But has our 39th president earned any “historical adulation” for his achievement? Hardly. He’s bottom half of the class in the presidential rankings, barely ahead of Dick Nixon, and well behind warmongering busybodies like Harry Truman and the odious Woodrow Wilson.

The scholars who fill out presidential‐​greatness scorecards favor presidents who move quickly and break things; whether or not they solve any large national problems in the process appears largely beside the point. A clear‐​eyed look at the winners and losers in the presidential rankings game is hardly going to convince a legacy‐​minded commander‐​in‐​chief to, say, get out ahead of the threat of antibiotic resistance or stand up a good asteroid defense. He might even conclude that the surer path to historical greatness is starting a war.

A Firebreak against Populism?

Moe and Howell’s Relic: How Our Constitution Undermines Effective Government–and Why We Need a More Powerful Presidency came out in Spring 2016, about a month before Donald J. Trump sewed up the Republican nomination for president—awkward timing given the subtitle. In 2020’s Presidents, Populism, and the Crisis of Democracy, they renew the call for investing POTUS with new legislative powers, with special emphasis on how universal fast‐​track can serve as a firebreak against populist authoritarianism and rampant polarization.

But there’s more than a hint of what the psychologists call “projection” in the authors’ repeated insistence that “ineffective government” is what’s fueling these pathologies.

The story is we’ve got a paralyzed government, overburdened with veto points, we can’t bring big solutions to big national problems, and that’s fueled anger and anxiety among the masses. At one point, Moe and Howell write that government “ineffectiveness is what gave rise to Trump in the first place”

But it’s not as if the 21st century has been one long, woeful tale of government paralysis. We have any number of examples where Congress and the president got together to “get big things done”—usually in accordance with the president’s vision: the wars in Iraq and Afghanistan, the Patriot Act, and the Department of Homeland Security after 9/11; the massive stimulus package and the TARP bailout plan during the financial crisis.

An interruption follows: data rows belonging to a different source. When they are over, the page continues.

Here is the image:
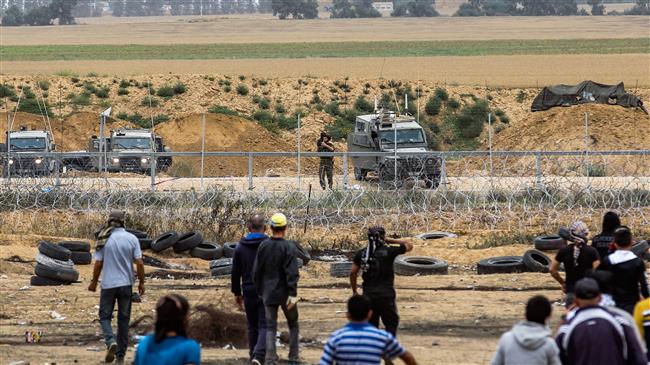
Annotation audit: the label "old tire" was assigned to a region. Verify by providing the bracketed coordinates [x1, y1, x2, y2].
[29, 275, 70, 286]
[190, 242, 223, 260]
[58, 241, 90, 252]
[38, 241, 70, 261]
[330, 261, 352, 278]
[394, 256, 449, 276]
[535, 236, 566, 251]
[223, 242, 239, 257]
[415, 231, 458, 240]
[174, 231, 203, 253]
[476, 256, 526, 275]
[138, 238, 153, 250]
[125, 228, 149, 239]
[70, 251, 93, 265]
[631, 241, 650, 258]
[34, 263, 79, 283]
[151, 231, 178, 252]
[522, 250, 551, 273]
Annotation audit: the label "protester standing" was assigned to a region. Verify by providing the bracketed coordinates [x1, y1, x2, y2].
[231, 215, 269, 365]
[550, 221, 600, 308]
[598, 226, 650, 314]
[350, 227, 413, 336]
[320, 295, 417, 365]
[491, 295, 562, 365]
[88, 211, 144, 364]
[133, 294, 201, 365]
[253, 213, 300, 365]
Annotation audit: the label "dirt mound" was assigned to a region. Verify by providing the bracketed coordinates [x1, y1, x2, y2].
[494, 104, 650, 151]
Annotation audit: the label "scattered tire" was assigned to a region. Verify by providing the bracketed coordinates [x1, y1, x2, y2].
[535, 236, 566, 251]
[70, 251, 93, 265]
[29, 276, 70, 286]
[125, 228, 149, 238]
[151, 231, 178, 252]
[394, 256, 449, 276]
[476, 256, 526, 275]
[38, 241, 70, 261]
[223, 242, 239, 257]
[190, 242, 223, 260]
[138, 238, 153, 250]
[59, 241, 90, 252]
[34, 263, 79, 282]
[36, 253, 74, 270]
[631, 241, 650, 258]
[415, 231, 458, 240]
[522, 250, 551, 273]
[174, 231, 203, 253]
[330, 261, 352, 278]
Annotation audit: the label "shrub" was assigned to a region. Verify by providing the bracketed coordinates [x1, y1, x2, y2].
[424, 96, 442, 115]
[174, 82, 187, 95]
[433, 87, 449, 101]
[156, 85, 174, 98]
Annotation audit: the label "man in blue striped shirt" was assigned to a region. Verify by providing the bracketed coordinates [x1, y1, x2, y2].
[320, 295, 417, 365]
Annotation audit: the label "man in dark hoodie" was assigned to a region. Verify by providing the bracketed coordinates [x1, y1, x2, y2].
[231, 214, 269, 365]
[253, 213, 300, 365]
[491, 295, 561, 365]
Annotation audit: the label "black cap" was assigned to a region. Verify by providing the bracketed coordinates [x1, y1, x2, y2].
[573, 278, 600, 299]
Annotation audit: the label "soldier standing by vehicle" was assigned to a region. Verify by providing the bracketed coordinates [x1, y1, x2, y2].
[316, 132, 335, 190]
[350, 227, 413, 336]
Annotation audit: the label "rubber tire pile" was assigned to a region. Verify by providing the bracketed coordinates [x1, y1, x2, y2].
[30, 241, 82, 286]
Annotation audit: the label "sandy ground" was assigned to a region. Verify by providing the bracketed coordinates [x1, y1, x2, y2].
[0, 230, 562, 364]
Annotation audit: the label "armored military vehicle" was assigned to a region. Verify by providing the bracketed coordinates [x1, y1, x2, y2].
[2, 127, 57, 177]
[348, 110, 441, 189]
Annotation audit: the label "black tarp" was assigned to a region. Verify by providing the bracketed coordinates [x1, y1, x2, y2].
[530, 81, 647, 113]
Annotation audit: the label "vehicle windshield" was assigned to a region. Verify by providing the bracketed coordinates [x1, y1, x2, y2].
[379, 129, 424, 147]
[111, 138, 151, 150]
[9, 137, 45, 151]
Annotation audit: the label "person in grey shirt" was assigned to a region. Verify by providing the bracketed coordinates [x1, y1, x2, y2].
[88, 212, 144, 364]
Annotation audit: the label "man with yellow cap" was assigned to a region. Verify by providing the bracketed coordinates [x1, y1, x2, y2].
[253, 213, 300, 365]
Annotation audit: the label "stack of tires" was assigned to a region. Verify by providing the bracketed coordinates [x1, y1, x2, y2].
[30, 241, 79, 286]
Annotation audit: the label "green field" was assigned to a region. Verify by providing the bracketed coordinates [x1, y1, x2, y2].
[0, 38, 650, 61]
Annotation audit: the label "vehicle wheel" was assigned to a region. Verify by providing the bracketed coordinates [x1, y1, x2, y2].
[190, 242, 223, 260]
[29, 275, 70, 286]
[223, 242, 239, 257]
[70, 251, 93, 265]
[151, 231, 178, 252]
[38, 241, 70, 261]
[34, 263, 79, 282]
[394, 256, 449, 276]
[58, 241, 90, 252]
[125, 228, 149, 239]
[535, 236, 566, 251]
[138, 238, 153, 250]
[174, 231, 203, 253]
[415, 231, 458, 241]
[330, 261, 352, 278]
[631, 241, 650, 258]
[522, 250, 551, 273]
[476, 256, 526, 275]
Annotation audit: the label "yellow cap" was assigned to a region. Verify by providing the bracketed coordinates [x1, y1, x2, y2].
[271, 213, 287, 228]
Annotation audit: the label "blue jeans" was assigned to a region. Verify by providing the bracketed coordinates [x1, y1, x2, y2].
[244, 289, 266, 362]
[99, 285, 132, 358]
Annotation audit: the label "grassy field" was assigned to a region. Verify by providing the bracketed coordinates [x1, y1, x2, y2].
[0, 38, 650, 61]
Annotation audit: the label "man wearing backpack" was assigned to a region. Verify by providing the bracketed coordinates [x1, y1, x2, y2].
[350, 227, 413, 336]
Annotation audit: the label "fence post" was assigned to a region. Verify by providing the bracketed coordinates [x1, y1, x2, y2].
[248, 152, 253, 190]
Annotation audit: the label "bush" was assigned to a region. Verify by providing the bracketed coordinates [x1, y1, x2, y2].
[424, 96, 442, 115]
[156, 85, 174, 98]
[433, 87, 449, 101]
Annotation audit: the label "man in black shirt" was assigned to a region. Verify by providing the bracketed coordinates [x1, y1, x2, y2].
[550, 221, 600, 308]
[598, 226, 650, 314]
[350, 227, 413, 335]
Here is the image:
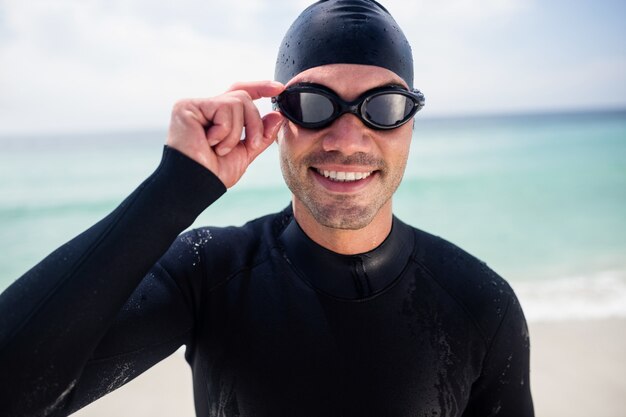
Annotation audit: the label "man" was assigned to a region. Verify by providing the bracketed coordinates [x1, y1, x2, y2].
[0, 0, 533, 416]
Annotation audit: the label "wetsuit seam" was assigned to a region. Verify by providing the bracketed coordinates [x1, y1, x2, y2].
[270, 244, 412, 303]
[207, 255, 270, 294]
[481, 297, 512, 375]
[412, 257, 490, 348]
[87, 328, 191, 365]
[0, 153, 169, 351]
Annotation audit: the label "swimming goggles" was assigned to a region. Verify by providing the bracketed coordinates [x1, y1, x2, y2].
[272, 83, 425, 130]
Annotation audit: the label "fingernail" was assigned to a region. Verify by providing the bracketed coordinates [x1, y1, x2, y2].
[215, 146, 230, 156]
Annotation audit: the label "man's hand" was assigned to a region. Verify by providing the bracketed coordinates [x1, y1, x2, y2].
[167, 81, 285, 188]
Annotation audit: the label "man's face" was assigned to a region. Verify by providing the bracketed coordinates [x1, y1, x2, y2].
[278, 64, 412, 230]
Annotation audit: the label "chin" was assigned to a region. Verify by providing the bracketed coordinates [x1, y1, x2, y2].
[307, 200, 378, 230]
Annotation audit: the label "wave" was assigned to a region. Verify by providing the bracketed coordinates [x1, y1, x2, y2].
[511, 269, 626, 321]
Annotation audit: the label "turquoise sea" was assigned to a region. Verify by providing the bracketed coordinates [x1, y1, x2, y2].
[0, 110, 626, 320]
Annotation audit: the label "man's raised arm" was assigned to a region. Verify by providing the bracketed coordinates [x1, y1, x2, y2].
[0, 81, 283, 416]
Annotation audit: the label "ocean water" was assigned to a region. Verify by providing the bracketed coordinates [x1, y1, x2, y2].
[0, 110, 626, 320]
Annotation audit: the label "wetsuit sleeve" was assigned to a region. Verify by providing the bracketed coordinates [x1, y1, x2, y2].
[0, 147, 225, 416]
[463, 294, 534, 417]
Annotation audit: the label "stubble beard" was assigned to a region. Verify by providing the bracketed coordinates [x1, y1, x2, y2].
[281, 153, 404, 230]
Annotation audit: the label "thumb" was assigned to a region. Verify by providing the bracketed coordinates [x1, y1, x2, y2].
[246, 112, 285, 162]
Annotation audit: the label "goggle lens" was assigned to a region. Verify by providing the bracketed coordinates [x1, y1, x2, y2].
[272, 83, 424, 129]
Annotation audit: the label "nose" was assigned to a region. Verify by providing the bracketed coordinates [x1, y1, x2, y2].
[322, 114, 373, 155]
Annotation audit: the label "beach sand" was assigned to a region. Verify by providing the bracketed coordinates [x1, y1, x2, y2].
[74, 319, 626, 417]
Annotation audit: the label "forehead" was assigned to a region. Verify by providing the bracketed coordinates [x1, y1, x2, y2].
[287, 64, 407, 100]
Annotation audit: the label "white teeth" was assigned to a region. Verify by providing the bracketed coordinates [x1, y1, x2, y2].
[317, 169, 372, 182]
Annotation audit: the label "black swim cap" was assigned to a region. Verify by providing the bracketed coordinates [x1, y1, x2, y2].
[274, 0, 413, 88]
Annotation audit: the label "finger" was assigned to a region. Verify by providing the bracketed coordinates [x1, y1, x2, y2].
[214, 99, 244, 156]
[206, 106, 233, 147]
[245, 112, 285, 162]
[228, 81, 285, 100]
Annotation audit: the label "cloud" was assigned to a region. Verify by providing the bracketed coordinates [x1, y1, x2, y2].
[0, 0, 626, 133]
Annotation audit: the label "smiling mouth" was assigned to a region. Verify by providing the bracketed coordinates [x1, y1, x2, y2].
[315, 168, 373, 182]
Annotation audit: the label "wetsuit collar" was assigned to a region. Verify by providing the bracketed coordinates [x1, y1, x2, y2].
[279, 217, 414, 299]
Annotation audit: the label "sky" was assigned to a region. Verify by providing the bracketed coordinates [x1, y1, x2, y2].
[0, 0, 626, 136]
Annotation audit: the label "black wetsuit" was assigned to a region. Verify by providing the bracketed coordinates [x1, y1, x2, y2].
[0, 148, 533, 417]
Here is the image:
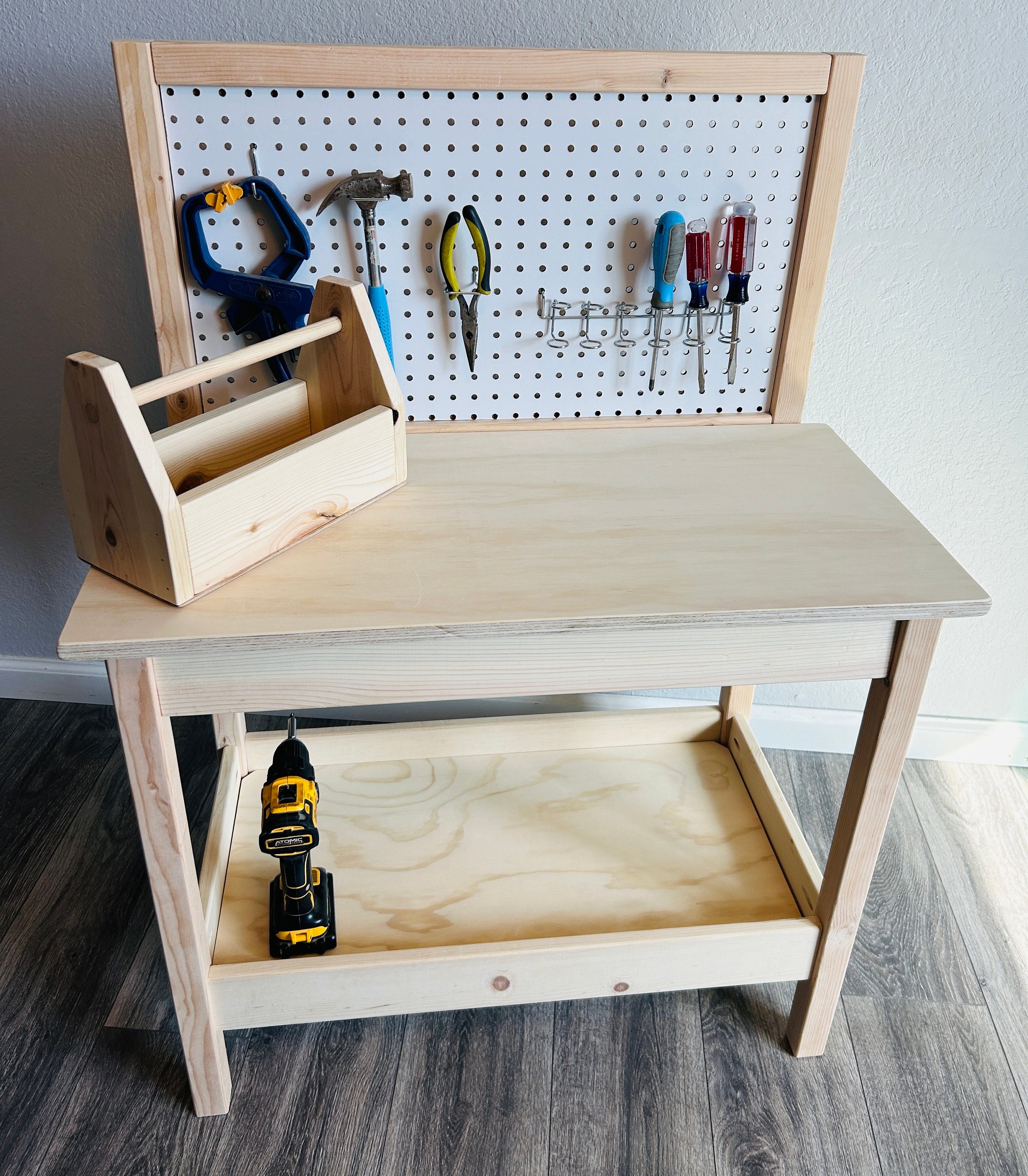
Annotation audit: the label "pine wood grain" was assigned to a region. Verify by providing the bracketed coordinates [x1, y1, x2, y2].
[148, 41, 832, 94]
[211, 710, 247, 776]
[700, 984, 875, 1176]
[59, 423, 989, 663]
[845, 996, 1028, 1176]
[111, 41, 201, 423]
[549, 993, 715, 1176]
[153, 380, 311, 493]
[727, 715, 821, 915]
[787, 620, 942, 1057]
[179, 408, 398, 593]
[717, 686, 755, 743]
[296, 275, 407, 482]
[379, 1004, 553, 1176]
[903, 760, 1028, 1107]
[770, 53, 865, 425]
[767, 750, 982, 1004]
[107, 661, 232, 1115]
[148, 616, 895, 715]
[132, 315, 340, 407]
[60, 352, 193, 604]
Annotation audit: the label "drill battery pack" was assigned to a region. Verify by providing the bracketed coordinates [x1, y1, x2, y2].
[268, 867, 335, 960]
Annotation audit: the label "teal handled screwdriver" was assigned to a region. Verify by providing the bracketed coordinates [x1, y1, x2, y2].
[649, 212, 686, 392]
[439, 205, 492, 372]
[723, 200, 756, 383]
[316, 168, 414, 366]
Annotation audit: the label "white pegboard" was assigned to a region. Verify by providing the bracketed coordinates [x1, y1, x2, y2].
[161, 86, 817, 420]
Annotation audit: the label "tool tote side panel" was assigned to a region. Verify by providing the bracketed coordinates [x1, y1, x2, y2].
[160, 85, 821, 421]
[60, 278, 407, 604]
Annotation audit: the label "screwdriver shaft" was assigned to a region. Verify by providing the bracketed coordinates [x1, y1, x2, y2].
[649, 309, 663, 392]
[728, 305, 739, 383]
[696, 307, 707, 393]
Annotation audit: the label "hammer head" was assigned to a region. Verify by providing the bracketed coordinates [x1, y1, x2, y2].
[318, 168, 414, 215]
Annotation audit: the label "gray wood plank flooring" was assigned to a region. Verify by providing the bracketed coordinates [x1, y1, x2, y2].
[549, 993, 715, 1176]
[700, 984, 880, 1176]
[0, 701, 1028, 1176]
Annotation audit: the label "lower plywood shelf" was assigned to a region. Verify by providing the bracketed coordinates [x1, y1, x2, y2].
[201, 707, 820, 1028]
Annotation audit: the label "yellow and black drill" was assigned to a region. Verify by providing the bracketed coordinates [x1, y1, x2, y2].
[259, 715, 335, 960]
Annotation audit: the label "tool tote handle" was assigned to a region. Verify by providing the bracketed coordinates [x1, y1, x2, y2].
[132, 316, 342, 407]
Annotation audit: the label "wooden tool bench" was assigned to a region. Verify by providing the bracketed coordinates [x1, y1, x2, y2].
[59, 45, 989, 1114]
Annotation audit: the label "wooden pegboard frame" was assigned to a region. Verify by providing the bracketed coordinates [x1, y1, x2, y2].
[113, 41, 863, 429]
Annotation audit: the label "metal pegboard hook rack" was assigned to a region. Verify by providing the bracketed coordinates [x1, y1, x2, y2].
[536, 287, 706, 354]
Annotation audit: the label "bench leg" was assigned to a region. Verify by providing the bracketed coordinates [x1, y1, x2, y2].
[786, 619, 942, 1057]
[211, 711, 249, 776]
[107, 659, 232, 1115]
[717, 686, 756, 747]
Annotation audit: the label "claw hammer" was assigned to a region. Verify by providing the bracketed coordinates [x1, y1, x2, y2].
[318, 168, 414, 362]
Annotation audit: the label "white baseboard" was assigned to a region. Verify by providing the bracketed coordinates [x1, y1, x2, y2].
[0, 657, 1028, 767]
[0, 657, 111, 707]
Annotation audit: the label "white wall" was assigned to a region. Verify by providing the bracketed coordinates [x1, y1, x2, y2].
[0, 0, 1028, 720]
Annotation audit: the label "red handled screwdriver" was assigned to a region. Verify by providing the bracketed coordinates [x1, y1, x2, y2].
[722, 200, 756, 383]
[686, 216, 710, 392]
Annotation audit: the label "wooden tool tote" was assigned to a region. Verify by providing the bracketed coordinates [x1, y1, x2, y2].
[60, 278, 407, 604]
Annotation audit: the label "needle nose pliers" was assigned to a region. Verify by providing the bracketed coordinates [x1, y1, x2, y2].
[439, 205, 492, 372]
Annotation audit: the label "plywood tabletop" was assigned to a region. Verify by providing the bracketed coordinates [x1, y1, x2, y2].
[58, 425, 989, 661]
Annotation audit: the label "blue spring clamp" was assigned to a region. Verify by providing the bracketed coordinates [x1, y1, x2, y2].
[182, 175, 314, 383]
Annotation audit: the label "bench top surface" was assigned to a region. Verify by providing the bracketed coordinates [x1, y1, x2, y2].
[58, 425, 989, 661]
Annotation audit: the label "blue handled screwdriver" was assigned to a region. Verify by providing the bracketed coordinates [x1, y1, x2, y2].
[649, 212, 686, 392]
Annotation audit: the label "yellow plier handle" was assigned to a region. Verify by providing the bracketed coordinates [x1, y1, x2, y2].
[439, 205, 492, 299]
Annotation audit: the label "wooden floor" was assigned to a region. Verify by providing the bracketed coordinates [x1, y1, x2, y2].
[0, 701, 1028, 1176]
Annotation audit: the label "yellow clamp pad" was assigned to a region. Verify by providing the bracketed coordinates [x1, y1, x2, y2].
[203, 180, 242, 213]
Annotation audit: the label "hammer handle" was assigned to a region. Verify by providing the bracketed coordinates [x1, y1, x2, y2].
[368, 286, 396, 367]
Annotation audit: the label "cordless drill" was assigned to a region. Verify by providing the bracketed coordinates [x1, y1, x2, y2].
[259, 715, 335, 960]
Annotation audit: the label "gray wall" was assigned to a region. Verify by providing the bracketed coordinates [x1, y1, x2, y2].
[0, 0, 1028, 719]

A number of these big‐​ticket items feature heavily in populist complaints. Before they drifted Trumpward, the Tea Party brigades got started as a populist backlash against bank bailouts. And—with the exception of immigration policy—for the most part, actual populists aren’t upset about elite inaction. They’re more angry at the big, dumb things they did.

Moe and Howell insist, however, that giving the president the whip hand in the legislative process will finally allow us to tackle the problems that plague us, like “a nonfunctioning immigration system, skyrocketing debt, unsustainable entitlement programs, a warming climate”—and all the effective government we get will put us on the path toward social peace.

To the contrary, in the unlikely event their proposal for new presidential empowerment got implemented, my strong suspicion is it would make the problem of Red‐​Blue tribalism even worse.

It wasn’t just Donald Trump’s incontinent and erratic personality that’s lately made the presidency one of our biggest fault lines of polarization. It’s the fact that the president, increasingly, has the power to reshape vast swathes of American life.

When the president has the power to shape what our health insurance covers; what sports our kids can play; whether or not you’re on the hook for your student loans—the power to launch a trade war from his couch or stumble into a shooting war with Iran, then you can bet we’re going to fight about it bitterly. The stakes are too high.

The Moe‐​Howell Amendment—with its new agenda‐​setting powers for the president—raises the stakes even higher. It makes the presidency an even bigger prize in a zero‐​sum, winner‐​take‐​all partisan deathmatch.

If what we’re worried about is the rise of populist demagogues, we should be heading in the opposite direction: working diligently toward limiting the damage they can do if and when they take office. That means reining in emergency powers, war powers, authorities over trade, and the ability to make law with the stroke of a pen. That’s a program that could make the presidency safe from populism and safe for democracy.